Nadia was one of the young women to win last year’s Girls Build LA Challenge. She and her team from STEAM Legacy High School modified a stationary bicycle to power a generator. The project not only provided hands-on STEM training for the girls, but it also addressed public health issues – obesity and diabetes — by encouraging the community to get involved and get biking.
Why did you join Girls Build LA?
My high school is STEM-focused and predominantly male. When Girls Build LA screened He Named Me Malala, practically all of the girls from my campus attended. It really empowered me to see someone like Malala do what she’s doing. I felt like I had the same responsibility to make a difference – to fight for the right to education, and specifically, for STEM access for girls.
How did you decide on your project?
Diabetes is big in my family and in the Hispanic community in general. South Gate has the third highest rate of overweight and obese people in all of LA. So we wanted to address health and fitness. Our concept was that when people get home from work, they’re tired. They just want to watch TV. But instead of sitting there, they could ride a bike – which can create and store energy to power a TV. We also wanted to use the bike to educate people about the importance of exercise – in a fun way.
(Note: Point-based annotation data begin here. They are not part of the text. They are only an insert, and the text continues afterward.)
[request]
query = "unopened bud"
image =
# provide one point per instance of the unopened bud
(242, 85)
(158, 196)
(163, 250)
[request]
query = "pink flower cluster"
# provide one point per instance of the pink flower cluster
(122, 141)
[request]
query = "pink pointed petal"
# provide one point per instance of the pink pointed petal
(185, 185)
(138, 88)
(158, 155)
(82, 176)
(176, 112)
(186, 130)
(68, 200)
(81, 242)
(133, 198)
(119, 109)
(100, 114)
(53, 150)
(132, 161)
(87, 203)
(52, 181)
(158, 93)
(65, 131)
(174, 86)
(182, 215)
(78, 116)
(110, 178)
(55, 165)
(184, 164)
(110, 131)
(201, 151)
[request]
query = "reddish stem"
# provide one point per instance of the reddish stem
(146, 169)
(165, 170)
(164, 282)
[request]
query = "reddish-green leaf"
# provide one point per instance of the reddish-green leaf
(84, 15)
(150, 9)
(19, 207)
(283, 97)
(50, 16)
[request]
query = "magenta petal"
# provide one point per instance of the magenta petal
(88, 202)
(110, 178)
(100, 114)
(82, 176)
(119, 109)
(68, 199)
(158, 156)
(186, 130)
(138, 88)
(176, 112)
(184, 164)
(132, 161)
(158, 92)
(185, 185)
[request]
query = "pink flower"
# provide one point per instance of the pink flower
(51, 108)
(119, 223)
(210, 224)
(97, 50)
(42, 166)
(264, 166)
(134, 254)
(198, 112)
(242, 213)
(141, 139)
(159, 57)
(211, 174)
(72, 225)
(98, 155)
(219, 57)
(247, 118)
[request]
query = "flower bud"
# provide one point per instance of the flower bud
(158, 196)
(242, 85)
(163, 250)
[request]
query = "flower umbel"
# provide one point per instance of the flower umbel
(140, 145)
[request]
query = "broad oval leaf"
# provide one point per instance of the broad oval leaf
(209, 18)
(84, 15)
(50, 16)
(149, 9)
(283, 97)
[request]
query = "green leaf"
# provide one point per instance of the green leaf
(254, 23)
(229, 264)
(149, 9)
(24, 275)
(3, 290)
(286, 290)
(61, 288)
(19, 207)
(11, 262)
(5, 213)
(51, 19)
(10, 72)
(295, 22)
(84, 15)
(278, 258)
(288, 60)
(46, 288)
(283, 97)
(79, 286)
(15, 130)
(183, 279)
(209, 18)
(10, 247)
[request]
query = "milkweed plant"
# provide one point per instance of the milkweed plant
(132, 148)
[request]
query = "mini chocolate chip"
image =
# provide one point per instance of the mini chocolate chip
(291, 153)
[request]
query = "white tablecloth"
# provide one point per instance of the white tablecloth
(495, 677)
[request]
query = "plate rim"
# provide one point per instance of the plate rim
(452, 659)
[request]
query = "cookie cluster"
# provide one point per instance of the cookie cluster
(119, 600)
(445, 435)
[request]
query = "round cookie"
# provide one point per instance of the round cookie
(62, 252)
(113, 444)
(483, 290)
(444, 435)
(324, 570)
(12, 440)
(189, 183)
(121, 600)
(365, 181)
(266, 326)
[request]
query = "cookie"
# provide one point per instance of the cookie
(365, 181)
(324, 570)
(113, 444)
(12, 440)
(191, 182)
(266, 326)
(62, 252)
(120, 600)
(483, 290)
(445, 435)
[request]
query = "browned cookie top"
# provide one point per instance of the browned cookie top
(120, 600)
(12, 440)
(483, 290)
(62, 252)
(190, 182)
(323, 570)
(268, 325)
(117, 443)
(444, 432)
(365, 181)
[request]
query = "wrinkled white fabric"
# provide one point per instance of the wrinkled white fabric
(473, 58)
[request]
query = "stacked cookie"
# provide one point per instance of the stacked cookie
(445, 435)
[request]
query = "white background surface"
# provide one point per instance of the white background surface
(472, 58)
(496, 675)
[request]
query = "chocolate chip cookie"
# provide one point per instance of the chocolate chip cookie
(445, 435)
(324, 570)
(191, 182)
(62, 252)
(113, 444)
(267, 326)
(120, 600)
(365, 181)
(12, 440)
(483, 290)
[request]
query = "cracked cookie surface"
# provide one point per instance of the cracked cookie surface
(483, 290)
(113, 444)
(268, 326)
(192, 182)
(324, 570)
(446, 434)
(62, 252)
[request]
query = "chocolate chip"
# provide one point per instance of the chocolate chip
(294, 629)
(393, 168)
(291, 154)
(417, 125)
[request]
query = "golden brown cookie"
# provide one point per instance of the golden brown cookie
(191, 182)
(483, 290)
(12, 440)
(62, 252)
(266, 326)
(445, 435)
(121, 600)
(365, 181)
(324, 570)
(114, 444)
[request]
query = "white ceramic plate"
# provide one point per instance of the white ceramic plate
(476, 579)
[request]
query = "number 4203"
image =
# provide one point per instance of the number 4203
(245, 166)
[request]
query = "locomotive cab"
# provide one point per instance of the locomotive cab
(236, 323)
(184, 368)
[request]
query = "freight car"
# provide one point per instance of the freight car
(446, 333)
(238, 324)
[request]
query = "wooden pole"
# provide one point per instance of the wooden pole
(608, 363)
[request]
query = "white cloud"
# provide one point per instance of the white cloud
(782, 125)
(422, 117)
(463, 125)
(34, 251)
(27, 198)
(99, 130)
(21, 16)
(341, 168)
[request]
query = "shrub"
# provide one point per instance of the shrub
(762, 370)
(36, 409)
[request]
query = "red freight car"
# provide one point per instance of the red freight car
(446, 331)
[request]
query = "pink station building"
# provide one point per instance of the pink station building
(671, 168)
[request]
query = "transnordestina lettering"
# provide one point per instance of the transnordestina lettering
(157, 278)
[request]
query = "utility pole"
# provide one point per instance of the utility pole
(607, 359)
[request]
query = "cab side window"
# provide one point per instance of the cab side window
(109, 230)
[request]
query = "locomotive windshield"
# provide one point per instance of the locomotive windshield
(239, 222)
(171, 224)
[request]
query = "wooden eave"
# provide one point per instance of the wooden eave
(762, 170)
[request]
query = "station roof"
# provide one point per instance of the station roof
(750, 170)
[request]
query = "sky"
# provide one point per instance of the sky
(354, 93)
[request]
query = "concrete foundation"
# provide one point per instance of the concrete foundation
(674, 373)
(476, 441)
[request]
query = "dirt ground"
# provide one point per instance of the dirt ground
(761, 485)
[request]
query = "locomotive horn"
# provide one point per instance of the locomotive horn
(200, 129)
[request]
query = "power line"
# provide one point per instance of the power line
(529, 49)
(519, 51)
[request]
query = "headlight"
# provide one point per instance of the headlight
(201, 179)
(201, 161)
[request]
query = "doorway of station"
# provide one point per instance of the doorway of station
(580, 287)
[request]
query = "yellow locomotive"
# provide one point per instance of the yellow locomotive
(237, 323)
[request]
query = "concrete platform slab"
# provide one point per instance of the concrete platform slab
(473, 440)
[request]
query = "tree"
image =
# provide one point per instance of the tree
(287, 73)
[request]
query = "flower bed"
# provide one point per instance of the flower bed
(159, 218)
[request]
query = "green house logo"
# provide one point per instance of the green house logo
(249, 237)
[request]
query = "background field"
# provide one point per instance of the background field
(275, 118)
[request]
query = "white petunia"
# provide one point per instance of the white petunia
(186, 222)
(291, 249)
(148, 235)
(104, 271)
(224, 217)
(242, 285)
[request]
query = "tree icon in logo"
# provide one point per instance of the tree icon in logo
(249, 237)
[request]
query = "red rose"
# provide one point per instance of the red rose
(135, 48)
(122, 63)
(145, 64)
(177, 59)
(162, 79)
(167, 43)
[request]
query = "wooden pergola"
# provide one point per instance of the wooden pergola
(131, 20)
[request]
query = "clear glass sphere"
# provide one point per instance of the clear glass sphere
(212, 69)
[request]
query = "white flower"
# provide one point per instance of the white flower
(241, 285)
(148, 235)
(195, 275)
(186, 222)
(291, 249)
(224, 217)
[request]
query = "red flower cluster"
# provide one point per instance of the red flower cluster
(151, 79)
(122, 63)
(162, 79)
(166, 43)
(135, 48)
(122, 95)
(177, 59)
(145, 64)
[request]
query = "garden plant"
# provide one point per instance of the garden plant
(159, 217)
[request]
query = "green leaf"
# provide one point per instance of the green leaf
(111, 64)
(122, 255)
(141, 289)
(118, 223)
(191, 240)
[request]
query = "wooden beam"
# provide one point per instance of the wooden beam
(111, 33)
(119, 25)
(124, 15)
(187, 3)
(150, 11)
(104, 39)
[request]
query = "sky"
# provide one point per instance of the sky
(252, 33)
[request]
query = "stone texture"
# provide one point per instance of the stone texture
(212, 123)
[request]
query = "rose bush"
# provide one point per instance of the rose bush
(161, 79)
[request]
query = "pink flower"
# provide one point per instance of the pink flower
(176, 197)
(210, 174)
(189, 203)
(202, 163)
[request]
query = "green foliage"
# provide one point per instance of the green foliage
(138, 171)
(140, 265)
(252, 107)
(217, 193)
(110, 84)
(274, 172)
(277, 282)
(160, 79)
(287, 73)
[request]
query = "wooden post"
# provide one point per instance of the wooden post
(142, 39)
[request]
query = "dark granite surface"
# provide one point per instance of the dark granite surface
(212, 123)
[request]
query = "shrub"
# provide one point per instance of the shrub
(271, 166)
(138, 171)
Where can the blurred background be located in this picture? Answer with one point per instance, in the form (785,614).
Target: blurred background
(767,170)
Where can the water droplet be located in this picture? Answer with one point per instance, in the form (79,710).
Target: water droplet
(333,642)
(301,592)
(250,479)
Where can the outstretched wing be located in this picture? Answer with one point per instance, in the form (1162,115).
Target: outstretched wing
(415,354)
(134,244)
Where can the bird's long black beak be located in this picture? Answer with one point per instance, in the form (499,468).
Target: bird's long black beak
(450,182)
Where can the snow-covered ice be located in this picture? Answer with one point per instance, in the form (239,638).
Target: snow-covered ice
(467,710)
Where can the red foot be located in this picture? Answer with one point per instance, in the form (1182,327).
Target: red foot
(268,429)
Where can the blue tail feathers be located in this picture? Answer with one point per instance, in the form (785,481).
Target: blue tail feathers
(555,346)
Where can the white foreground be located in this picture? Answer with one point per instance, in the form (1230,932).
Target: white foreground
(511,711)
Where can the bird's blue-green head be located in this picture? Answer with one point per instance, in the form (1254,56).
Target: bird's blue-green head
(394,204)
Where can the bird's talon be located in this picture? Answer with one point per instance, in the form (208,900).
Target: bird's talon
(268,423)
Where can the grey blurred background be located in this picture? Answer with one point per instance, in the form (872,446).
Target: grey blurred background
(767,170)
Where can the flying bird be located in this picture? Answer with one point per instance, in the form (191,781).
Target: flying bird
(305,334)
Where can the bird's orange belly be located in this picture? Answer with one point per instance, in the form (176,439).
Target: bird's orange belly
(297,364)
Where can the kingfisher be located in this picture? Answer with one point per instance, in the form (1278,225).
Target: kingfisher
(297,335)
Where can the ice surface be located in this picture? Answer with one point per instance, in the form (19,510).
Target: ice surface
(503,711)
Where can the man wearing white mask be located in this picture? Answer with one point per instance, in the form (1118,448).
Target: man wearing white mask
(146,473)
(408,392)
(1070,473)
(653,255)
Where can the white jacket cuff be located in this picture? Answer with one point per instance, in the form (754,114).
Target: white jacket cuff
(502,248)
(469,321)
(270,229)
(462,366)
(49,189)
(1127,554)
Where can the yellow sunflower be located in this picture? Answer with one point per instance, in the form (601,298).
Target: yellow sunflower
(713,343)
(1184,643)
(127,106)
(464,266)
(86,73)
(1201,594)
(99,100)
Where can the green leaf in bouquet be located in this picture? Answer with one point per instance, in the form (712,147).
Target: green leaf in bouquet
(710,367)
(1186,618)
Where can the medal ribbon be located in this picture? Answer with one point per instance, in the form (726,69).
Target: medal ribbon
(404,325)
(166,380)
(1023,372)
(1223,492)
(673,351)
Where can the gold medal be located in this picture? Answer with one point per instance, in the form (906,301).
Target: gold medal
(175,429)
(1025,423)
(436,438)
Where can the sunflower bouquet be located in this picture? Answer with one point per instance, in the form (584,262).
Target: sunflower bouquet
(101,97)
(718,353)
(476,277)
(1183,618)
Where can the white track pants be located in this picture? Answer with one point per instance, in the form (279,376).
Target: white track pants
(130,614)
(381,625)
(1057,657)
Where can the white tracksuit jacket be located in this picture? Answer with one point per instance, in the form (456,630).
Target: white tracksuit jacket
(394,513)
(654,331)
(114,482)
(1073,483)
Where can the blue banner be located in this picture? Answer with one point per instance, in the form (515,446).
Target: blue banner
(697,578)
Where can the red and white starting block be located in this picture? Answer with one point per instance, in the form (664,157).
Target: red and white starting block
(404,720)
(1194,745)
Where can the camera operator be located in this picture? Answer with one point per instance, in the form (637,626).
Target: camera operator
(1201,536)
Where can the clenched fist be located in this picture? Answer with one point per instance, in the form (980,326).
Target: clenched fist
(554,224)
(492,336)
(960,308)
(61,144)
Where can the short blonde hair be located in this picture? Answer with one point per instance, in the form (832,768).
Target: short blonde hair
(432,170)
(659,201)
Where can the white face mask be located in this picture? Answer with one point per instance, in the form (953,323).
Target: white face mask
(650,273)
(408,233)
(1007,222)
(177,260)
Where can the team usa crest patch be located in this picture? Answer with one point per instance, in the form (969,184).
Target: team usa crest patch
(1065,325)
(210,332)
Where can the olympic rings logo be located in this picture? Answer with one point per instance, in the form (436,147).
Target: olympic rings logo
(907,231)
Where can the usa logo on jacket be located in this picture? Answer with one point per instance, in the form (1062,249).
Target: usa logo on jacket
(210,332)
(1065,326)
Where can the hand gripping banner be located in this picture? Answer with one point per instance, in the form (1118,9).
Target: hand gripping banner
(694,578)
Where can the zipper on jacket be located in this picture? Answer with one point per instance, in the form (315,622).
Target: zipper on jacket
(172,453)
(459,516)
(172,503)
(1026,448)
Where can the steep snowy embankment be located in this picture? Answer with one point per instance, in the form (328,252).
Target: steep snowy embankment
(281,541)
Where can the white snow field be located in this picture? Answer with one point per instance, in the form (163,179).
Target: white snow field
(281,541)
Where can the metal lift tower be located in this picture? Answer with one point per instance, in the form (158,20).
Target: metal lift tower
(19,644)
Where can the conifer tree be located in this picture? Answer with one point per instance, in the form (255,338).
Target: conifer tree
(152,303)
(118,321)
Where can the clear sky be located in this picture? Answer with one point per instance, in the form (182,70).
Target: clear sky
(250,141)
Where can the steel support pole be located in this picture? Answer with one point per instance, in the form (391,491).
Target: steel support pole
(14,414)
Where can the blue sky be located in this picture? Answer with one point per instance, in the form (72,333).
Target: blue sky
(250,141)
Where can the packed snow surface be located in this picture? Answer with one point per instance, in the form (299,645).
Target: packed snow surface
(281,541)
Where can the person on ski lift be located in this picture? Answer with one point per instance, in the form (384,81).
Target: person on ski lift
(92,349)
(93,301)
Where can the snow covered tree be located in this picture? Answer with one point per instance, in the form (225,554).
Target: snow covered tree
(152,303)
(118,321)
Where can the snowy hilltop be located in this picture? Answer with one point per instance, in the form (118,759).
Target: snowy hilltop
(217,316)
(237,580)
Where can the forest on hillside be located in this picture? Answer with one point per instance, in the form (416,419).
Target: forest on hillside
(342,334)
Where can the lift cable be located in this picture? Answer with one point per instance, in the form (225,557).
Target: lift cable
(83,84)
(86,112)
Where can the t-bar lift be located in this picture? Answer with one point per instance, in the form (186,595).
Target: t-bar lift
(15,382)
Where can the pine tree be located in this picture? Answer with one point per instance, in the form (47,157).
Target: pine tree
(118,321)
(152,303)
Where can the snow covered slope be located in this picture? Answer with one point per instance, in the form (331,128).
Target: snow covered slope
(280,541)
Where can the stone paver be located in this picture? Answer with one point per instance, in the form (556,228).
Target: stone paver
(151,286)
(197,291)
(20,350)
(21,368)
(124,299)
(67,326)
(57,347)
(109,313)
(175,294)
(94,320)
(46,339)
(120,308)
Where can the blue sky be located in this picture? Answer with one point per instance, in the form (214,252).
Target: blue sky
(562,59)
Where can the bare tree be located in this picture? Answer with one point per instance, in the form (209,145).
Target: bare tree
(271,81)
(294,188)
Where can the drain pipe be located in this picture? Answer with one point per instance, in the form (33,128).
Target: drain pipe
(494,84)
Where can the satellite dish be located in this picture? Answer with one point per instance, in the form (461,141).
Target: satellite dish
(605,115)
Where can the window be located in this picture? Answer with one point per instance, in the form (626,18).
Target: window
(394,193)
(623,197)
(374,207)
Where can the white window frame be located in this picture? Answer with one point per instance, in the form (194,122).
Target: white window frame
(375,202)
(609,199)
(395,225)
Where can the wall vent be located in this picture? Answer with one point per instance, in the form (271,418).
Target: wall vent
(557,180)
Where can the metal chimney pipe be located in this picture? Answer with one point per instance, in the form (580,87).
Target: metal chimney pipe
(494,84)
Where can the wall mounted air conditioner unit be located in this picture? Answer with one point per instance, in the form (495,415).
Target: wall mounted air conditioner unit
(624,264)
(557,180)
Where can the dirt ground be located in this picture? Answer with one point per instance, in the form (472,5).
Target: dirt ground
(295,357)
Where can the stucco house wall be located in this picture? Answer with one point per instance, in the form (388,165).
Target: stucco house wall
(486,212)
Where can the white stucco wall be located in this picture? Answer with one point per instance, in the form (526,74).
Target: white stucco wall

You won the Challenge – and received scholarship dollars. What does that recognition and award mean for you? How will the scholarship come into play?
Over the course of the project, our team began to focus on the impact we could have on our community, rather than on winning the scholarship.
But when we learned that we had won third place among all high schools, of course we were thrilled. We each got a $750 scholarship, which I was able to use towards UC Berkeley tuition and fees, where I’m now a freshman. I was able to start my coursework in the summer because of this scholarship. I was able to get ahead.
What did your family think of your participation and project?
I put a lot of time into the project. I stayed late after school– hours later than I ever did even with sports. I showed up to school earlier, and sometimes on Saturdays. At first, my family didn’t really get it. Why was I putting so much effort into it? They knew about the prize – but they thought my effort was too much.
Once they saw the impact I made – they saw that it wasn’t just about the scholarship. I was finally able to do what I feel like I’m responsible for in my community: to empower women and females in general – whether in STEM field or otherwise. I wanted to show my family and community that I was capable of completing the entire project. Once I explained all of that to them, they understood. For me, this project was further proof that I want to go into STEM.
Where are you now?
I am now a freshman at UC Berkeley. I plan to study chemical engineering, and I’m thrilled to be here, because the school is so strong in this field. It was really hard for my family to let me go this far – and hard for me. But I wouldn’t have been able to forgive myself if I’d passed up this opportunity. Being first generation, they struggle with letting me go so far. But they’re willing to accept it now because they know I’ve done my research. They trust now that I know what I’m pursuing.